Georgia Tech researcher Seth Marder described the technique at the annual meeting of the American Association for the Advancement of Science in February 2004.
“We have developed a disruptive platform technology that we believe will provide broad new capabilities,” says Marder, a professor in the School of Chemistry and Biochemistry. “We believe this technique provides a real competitive advantage for making complicated three-dimensional microstructures.”
The technique uses a family of organic dye molecules known as Bis-donor phenylene vinylenes that have a special ability to absorb two photons of light simultaneously. Once excited, the molecules transfer an electron to form a simple acid or a radical group that can initiate a chemical reaction – such as polymer cross-linking or ion reduction.
By adding small concentrations of the molecules to a resin slab containing cross-linkable acrylate monomer, for example, researchers can use a focused near-infrared laser beam to draw patterns and initiate cross-linking reactions only in material exposed to the light.

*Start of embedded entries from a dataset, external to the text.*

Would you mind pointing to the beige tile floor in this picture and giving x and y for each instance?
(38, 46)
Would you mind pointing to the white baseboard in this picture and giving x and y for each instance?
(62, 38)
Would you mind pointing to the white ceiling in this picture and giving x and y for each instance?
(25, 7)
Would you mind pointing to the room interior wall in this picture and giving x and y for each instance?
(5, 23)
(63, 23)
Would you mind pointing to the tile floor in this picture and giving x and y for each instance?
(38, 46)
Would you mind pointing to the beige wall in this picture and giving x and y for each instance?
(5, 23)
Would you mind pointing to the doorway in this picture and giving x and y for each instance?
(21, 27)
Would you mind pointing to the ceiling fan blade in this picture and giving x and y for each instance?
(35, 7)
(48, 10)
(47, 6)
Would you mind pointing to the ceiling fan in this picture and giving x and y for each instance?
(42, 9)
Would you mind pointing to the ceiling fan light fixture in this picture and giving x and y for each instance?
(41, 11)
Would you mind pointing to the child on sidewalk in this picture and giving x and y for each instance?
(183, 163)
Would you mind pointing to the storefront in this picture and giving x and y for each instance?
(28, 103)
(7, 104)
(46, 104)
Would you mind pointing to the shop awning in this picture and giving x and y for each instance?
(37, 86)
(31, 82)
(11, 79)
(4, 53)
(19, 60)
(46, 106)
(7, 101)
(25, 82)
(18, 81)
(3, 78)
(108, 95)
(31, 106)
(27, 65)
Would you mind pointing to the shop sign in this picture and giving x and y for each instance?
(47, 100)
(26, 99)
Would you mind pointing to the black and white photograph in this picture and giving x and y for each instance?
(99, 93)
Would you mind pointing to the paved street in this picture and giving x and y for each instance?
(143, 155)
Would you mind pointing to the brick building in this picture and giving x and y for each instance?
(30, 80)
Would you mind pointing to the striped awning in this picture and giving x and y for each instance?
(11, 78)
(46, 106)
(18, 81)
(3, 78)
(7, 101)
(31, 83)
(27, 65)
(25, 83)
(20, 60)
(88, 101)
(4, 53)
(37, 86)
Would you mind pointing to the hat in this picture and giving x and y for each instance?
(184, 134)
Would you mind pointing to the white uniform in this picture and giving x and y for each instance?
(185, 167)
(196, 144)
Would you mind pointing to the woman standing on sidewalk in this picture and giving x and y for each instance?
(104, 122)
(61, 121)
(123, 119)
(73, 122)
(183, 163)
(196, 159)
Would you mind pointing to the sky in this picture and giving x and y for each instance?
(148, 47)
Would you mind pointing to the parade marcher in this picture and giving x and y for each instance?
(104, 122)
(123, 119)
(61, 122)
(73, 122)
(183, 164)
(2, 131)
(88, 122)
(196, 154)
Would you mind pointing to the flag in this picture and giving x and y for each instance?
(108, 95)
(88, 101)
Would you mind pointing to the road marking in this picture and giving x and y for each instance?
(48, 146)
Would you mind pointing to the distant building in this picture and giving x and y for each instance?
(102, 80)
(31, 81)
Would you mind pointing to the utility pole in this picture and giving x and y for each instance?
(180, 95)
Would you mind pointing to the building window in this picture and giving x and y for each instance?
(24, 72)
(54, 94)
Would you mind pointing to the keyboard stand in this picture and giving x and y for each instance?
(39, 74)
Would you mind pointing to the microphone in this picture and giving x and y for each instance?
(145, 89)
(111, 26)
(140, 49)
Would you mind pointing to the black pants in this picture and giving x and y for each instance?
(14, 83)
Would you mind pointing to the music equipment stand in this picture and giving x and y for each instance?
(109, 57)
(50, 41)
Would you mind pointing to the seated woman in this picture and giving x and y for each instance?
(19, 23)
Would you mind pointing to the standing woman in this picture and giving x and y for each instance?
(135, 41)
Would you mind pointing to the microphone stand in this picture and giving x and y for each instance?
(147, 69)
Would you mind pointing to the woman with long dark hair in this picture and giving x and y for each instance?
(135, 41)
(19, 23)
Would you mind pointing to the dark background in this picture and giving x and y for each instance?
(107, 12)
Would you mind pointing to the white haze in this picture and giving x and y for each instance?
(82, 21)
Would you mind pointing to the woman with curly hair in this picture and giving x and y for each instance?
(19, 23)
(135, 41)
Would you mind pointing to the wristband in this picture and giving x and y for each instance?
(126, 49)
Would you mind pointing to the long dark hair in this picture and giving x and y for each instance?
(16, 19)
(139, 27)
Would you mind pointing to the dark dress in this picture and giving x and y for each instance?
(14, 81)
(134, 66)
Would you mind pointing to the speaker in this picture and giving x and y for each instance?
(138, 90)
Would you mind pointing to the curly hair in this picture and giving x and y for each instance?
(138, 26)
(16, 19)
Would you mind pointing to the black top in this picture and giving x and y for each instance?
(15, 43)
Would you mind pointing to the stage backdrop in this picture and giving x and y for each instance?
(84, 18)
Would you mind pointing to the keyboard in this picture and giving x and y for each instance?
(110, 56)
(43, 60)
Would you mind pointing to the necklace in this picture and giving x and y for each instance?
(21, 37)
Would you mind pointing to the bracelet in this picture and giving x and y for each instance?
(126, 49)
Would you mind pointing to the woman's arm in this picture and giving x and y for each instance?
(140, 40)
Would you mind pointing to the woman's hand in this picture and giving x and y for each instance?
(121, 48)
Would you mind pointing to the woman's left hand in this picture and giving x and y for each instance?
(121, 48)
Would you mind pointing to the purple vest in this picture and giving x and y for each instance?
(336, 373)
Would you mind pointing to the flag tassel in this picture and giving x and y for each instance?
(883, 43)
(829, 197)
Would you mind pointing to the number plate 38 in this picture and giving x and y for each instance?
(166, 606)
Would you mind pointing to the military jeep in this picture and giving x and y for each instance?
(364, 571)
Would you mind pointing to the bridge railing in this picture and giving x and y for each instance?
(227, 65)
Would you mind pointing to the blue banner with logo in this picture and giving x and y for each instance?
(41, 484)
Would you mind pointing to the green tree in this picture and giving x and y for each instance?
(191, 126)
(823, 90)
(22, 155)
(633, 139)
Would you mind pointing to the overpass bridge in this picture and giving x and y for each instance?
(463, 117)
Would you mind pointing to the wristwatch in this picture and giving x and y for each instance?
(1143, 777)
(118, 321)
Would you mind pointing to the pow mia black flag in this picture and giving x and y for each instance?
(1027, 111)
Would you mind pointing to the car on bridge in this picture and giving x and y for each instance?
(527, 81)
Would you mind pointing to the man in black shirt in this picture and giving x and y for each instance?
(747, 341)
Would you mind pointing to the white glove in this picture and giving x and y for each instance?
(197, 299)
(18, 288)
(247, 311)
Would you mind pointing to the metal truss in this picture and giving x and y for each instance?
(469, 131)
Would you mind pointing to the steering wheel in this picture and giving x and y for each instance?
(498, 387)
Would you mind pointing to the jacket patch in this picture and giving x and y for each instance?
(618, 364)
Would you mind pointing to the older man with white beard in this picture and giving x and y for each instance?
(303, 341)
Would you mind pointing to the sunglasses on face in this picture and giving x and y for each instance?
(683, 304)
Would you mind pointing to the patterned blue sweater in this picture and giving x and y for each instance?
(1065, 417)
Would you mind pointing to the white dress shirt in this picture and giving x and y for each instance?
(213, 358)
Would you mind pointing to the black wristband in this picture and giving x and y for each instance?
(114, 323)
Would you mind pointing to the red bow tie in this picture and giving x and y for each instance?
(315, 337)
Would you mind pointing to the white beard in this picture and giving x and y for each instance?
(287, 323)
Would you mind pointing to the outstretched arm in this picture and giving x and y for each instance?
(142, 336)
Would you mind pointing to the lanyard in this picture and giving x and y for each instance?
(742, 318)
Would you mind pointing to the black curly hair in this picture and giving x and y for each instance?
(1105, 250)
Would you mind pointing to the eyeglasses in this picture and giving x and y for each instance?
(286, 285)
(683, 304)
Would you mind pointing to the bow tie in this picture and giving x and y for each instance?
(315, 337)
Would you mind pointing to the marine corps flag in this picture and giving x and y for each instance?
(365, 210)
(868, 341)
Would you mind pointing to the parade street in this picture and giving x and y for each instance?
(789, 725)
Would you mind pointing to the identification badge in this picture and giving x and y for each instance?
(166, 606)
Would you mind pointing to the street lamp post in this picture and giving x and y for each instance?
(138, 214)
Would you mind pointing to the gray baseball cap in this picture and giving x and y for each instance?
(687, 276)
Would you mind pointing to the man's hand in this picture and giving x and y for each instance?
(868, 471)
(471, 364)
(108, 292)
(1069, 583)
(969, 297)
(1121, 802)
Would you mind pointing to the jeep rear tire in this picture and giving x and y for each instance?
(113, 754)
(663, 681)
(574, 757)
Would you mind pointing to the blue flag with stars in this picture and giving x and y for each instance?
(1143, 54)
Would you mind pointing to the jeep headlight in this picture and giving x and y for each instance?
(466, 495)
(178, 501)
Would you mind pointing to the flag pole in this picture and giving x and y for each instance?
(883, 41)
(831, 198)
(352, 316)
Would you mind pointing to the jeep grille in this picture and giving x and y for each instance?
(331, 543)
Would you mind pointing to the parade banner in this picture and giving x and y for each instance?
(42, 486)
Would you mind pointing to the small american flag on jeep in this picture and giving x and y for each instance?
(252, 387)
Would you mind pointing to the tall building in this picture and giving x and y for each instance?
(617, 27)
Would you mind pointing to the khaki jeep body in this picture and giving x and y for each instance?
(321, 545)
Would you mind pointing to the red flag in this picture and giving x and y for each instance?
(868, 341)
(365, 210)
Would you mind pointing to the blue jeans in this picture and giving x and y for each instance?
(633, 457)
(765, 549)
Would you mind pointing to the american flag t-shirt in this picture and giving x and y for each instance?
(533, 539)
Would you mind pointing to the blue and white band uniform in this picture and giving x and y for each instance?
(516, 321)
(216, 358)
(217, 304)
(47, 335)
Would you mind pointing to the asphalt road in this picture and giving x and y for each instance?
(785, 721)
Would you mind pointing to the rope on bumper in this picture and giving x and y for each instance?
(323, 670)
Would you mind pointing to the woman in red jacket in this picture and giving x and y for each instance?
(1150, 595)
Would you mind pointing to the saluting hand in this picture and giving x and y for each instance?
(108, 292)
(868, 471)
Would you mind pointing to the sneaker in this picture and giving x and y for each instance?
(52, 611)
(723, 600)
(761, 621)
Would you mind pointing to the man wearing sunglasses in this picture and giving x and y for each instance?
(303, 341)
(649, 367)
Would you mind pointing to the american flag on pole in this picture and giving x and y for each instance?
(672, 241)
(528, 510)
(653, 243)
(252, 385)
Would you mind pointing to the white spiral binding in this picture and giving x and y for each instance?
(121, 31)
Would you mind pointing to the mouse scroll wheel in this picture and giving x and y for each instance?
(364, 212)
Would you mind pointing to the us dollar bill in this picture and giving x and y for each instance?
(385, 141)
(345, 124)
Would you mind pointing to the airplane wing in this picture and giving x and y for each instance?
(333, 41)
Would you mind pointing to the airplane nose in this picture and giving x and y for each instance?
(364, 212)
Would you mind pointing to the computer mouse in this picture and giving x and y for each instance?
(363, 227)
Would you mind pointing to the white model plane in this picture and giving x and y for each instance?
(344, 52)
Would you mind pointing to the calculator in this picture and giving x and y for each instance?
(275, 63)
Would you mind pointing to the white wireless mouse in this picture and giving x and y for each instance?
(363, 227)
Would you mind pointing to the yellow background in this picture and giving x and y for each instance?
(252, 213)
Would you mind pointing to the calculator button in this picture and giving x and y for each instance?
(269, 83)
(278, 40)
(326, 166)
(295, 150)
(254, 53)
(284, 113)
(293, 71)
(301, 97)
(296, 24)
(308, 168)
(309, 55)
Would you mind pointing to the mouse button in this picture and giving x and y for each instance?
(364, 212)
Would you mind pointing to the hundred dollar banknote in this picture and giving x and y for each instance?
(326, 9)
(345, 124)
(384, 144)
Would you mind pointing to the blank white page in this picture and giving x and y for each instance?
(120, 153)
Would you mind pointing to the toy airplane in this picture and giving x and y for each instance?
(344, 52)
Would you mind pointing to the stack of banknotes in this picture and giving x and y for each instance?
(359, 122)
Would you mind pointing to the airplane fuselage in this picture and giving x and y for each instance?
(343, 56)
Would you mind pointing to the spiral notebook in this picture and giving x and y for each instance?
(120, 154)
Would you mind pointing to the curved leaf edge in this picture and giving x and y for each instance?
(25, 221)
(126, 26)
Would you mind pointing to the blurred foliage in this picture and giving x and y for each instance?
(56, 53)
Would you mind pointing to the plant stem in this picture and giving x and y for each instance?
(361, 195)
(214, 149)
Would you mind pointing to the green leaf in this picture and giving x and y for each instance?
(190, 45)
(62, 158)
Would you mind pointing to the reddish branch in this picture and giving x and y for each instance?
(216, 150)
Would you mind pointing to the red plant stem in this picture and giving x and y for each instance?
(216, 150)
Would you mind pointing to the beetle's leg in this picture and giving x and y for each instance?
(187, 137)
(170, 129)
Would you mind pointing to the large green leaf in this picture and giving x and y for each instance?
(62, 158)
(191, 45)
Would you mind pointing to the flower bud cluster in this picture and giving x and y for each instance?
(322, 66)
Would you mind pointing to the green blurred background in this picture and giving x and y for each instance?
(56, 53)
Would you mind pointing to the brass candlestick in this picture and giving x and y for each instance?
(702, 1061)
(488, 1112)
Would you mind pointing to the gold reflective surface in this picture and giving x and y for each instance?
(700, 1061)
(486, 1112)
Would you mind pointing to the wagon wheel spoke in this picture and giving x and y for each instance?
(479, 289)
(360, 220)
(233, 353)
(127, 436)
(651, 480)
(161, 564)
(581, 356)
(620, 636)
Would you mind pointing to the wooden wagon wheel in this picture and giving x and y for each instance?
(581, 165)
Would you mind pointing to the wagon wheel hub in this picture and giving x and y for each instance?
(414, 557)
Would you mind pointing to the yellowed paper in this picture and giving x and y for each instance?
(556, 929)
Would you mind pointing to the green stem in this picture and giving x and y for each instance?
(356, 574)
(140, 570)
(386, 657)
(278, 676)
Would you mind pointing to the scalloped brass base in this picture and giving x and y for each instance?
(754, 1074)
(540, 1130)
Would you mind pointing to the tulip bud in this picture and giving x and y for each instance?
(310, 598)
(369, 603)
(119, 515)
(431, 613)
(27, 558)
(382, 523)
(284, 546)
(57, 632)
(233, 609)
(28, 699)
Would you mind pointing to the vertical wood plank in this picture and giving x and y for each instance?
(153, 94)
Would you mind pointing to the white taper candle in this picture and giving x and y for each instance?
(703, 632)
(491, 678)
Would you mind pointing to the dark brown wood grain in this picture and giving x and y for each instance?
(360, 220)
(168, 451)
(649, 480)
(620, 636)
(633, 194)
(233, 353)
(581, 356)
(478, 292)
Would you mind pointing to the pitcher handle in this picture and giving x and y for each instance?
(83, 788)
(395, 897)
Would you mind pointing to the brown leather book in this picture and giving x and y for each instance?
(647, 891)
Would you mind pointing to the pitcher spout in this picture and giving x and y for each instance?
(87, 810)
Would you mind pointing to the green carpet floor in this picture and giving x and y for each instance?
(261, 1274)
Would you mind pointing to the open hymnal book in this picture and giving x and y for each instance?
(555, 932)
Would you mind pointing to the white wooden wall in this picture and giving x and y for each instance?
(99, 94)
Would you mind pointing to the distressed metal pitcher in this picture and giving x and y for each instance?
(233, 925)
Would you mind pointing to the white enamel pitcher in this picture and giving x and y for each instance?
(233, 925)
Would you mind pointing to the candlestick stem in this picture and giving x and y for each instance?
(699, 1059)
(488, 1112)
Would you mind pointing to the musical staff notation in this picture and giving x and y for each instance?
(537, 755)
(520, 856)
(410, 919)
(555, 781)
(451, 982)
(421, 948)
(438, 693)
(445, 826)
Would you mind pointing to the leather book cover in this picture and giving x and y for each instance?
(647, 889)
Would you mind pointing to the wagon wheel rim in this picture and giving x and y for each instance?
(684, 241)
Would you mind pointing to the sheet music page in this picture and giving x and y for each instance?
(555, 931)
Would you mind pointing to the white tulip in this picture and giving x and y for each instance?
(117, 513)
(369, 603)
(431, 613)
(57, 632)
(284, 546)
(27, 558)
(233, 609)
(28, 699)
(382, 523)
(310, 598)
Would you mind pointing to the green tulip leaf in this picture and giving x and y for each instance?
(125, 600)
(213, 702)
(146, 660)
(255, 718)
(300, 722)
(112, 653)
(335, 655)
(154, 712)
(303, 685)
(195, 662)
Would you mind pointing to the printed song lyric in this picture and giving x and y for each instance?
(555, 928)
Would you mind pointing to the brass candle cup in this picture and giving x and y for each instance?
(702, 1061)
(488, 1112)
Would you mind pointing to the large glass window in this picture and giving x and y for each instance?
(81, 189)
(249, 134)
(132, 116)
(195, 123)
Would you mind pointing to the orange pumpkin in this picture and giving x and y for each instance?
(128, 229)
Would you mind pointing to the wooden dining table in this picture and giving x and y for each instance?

The reactions can make that portion of the slab insoluble, allowing the remainder to be washed away to leave a complex 3-D structure.
The researchers have demonstrated the ability to create both positive and negative resists using two-photon activated reactions to alternatively create soluble or insoluble 3-D patterns. Beyond polymers, Marder and collaborator Joseph Perry have demonstrated the fabrication of tiny silver wires from patterns written in materials containing silver nanoparticles and ions. Back to the Top
Molecular Midwives
By adding a small molecule, dubbed a "molecular midwife,"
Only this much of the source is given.